In a study published online by JAMA and presented at ATS 2016, May Clinic researchers evaluated the efficacy and safety of early aspirin administration for the prevention of acute respiratory distress syndrome (ARDS).
Acute respiratory distress syndrome remains a life-threatening critical care syndrome. The median time to onset of ARDS is 2 days after hospital presentation. The period between hospital presentation and development of ARDS presents a brief window for possible prevention. ARDS is viewed as an inflammatory condition. Observational studies have suggested a potential preventive role for antiplatelet therapy in patients at high risk for ARDS.

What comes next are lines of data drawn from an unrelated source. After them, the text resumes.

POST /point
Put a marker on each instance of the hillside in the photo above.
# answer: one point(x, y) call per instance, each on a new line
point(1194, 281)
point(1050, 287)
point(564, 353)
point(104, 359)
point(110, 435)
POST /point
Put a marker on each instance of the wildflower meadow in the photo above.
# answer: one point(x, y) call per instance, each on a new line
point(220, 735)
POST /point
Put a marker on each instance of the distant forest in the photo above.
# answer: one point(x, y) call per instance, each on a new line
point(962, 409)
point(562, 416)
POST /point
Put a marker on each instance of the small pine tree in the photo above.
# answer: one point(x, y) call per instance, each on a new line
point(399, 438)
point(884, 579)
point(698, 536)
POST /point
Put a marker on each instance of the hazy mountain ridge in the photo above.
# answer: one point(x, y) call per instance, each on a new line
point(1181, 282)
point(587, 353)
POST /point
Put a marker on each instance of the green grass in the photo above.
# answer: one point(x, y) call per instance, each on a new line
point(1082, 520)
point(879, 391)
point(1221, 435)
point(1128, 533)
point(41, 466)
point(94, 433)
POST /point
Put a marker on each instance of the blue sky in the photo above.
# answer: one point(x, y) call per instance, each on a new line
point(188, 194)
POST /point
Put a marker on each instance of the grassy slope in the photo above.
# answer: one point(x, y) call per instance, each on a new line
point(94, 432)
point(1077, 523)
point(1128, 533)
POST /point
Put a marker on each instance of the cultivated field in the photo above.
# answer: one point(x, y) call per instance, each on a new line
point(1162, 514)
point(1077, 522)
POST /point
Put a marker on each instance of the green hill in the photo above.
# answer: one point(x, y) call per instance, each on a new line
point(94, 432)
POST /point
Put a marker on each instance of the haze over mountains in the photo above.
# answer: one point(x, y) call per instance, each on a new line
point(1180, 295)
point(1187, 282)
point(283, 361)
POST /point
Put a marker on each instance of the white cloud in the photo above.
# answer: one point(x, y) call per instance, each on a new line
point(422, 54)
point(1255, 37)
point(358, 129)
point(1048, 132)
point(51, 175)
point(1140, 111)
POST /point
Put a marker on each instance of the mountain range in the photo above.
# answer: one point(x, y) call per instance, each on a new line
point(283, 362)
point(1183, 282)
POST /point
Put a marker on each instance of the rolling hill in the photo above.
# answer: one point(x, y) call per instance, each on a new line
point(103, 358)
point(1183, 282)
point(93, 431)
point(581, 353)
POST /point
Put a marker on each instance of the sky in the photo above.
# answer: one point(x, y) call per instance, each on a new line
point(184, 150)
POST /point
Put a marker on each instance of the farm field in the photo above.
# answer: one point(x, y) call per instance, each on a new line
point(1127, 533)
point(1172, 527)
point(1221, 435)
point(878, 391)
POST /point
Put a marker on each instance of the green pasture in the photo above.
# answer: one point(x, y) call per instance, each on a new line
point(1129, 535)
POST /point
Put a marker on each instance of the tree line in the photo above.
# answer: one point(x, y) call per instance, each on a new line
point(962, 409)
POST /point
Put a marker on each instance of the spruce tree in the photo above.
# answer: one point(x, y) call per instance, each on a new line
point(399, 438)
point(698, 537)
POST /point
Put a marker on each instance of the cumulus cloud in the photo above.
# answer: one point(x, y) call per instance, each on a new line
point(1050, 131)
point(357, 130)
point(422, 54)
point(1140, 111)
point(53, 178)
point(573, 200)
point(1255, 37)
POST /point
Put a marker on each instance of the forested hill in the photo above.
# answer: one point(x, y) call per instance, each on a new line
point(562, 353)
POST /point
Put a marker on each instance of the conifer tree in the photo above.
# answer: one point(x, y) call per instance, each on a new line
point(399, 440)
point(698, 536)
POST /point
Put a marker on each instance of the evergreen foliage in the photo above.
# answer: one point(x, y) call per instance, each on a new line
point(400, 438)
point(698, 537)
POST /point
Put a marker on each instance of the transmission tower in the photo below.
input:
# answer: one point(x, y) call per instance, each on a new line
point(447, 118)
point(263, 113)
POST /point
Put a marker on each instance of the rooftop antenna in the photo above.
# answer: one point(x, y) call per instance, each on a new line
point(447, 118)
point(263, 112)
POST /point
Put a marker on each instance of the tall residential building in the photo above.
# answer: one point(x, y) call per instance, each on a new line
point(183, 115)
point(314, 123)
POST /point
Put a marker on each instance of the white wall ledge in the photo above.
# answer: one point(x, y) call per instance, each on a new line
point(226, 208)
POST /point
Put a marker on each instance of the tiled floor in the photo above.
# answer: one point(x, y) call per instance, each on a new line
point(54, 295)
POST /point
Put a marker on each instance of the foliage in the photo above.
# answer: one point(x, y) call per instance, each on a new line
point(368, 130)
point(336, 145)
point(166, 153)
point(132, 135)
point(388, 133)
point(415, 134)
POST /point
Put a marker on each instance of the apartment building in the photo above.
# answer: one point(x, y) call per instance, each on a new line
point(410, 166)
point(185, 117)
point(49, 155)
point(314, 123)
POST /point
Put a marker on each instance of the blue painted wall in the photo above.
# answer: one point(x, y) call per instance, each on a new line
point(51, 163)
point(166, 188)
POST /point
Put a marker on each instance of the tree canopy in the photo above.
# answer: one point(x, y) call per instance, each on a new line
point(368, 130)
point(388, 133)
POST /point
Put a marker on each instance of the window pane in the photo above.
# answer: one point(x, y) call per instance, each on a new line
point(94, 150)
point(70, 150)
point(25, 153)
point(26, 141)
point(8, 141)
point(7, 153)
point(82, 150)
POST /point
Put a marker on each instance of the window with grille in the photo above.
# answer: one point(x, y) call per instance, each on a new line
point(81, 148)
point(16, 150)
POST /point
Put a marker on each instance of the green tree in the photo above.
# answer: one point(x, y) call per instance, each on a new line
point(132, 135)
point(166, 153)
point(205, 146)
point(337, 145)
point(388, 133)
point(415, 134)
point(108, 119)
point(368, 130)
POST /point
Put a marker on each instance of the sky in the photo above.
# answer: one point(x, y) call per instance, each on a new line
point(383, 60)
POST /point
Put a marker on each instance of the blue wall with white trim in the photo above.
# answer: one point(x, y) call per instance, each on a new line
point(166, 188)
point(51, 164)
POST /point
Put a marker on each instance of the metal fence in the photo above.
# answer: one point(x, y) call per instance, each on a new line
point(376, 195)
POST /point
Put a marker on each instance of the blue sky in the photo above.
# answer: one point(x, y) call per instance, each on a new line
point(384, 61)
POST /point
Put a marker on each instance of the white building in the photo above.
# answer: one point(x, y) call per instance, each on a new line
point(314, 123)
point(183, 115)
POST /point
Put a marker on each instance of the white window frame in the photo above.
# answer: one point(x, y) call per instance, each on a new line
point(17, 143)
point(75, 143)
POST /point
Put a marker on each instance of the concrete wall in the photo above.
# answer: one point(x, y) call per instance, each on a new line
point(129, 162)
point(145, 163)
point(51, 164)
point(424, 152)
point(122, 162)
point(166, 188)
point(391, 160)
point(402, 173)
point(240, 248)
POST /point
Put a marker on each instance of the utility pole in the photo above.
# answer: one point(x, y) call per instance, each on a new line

Daryl J. Kor, MD, MSc, of the Mayo Clinic, Rochester, Minn, and colleagues randomly assigned patients at risk for ARDS (based on a lung injury prediction score) administration of aspirin (n = 195) or placebo (n = 195) within 24 hours of emergency department presentation and continued to hospital day 7, discharge, or death. The study was conducted at 16 US academic hospitals.

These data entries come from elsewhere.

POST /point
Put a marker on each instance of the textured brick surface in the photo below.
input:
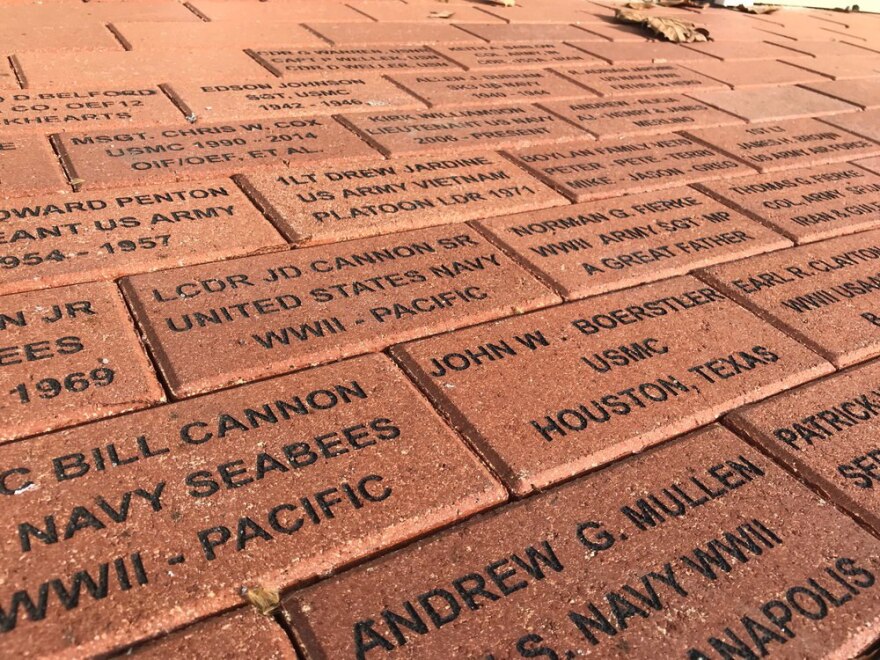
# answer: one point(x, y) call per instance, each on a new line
point(766, 103)
point(628, 79)
point(585, 249)
point(75, 109)
point(235, 635)
point(269, 314)
point(640, 115)
point(827, 433)
point(823, 293)
point(100, 159)
point(772, 146)
point(52, 239)
point(466, 128)
point(527, 207)
point(807, 204)
point(379, 197)
point(548, 395)
point(607, 168)
point(525, 55)
point(149, 496)
point(497, 87)
point(70, 355)
point(27, 164)
point(557, 573)
point(307, 95)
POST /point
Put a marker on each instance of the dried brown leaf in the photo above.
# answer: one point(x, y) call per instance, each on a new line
point(676, 30)
point(266, 601)
point(668, 27)
point(758, 9)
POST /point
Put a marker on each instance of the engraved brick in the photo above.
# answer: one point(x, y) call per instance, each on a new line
point(236, 634)
point(640, 115)
point(171, 153)
point(181, 509)
point(333, 204)
point(864, 92)
point(500, 32)
point(525, 55)
point(589, 570)
point(305, 95)
point(808, 204)
point(826, 432)
point(490, 88)
point(768, 103)
point(607, 168)
point(218, 324)
point(53, 110)
point(369, 34)
point(787, 144)
point(872, 164)
point(147, 36)
point(293, 63)
point(28, 164)
point(745, 74)
point(7, 75)
point(51, 240)
point(71, 13)
point(628, 79)
point(467, 128)
point(69, 355)
point(585, 249)
point(824, 294)
point(548, 395)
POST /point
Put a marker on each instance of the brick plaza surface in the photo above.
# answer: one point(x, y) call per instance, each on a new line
point(416, 329)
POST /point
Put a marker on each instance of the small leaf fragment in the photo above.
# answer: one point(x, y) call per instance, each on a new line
point(266, 601)
point(670, 28)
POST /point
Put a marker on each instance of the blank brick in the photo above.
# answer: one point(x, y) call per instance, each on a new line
point(824, 294)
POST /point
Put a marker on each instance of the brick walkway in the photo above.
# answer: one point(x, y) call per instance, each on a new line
point(463, 330)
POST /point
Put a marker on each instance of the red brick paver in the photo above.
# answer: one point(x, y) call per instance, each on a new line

The researchers found that the administration of aspirin, compared with placebo, did not significantly reduce the incidence of ARDS at 7 days (20 patients [10.3%] in the aspirin group vs 17 patients [8.7%] in the placebo group). No significant differences were seen in secondary outcomes or adverse events, such as ventilator-free days, hospital and intensive care unit length of stay, 28-day and 1-year survival.
“The findings of this phase 2b trial do not support continuation to a larger phase 3 trial,” the authors wrote.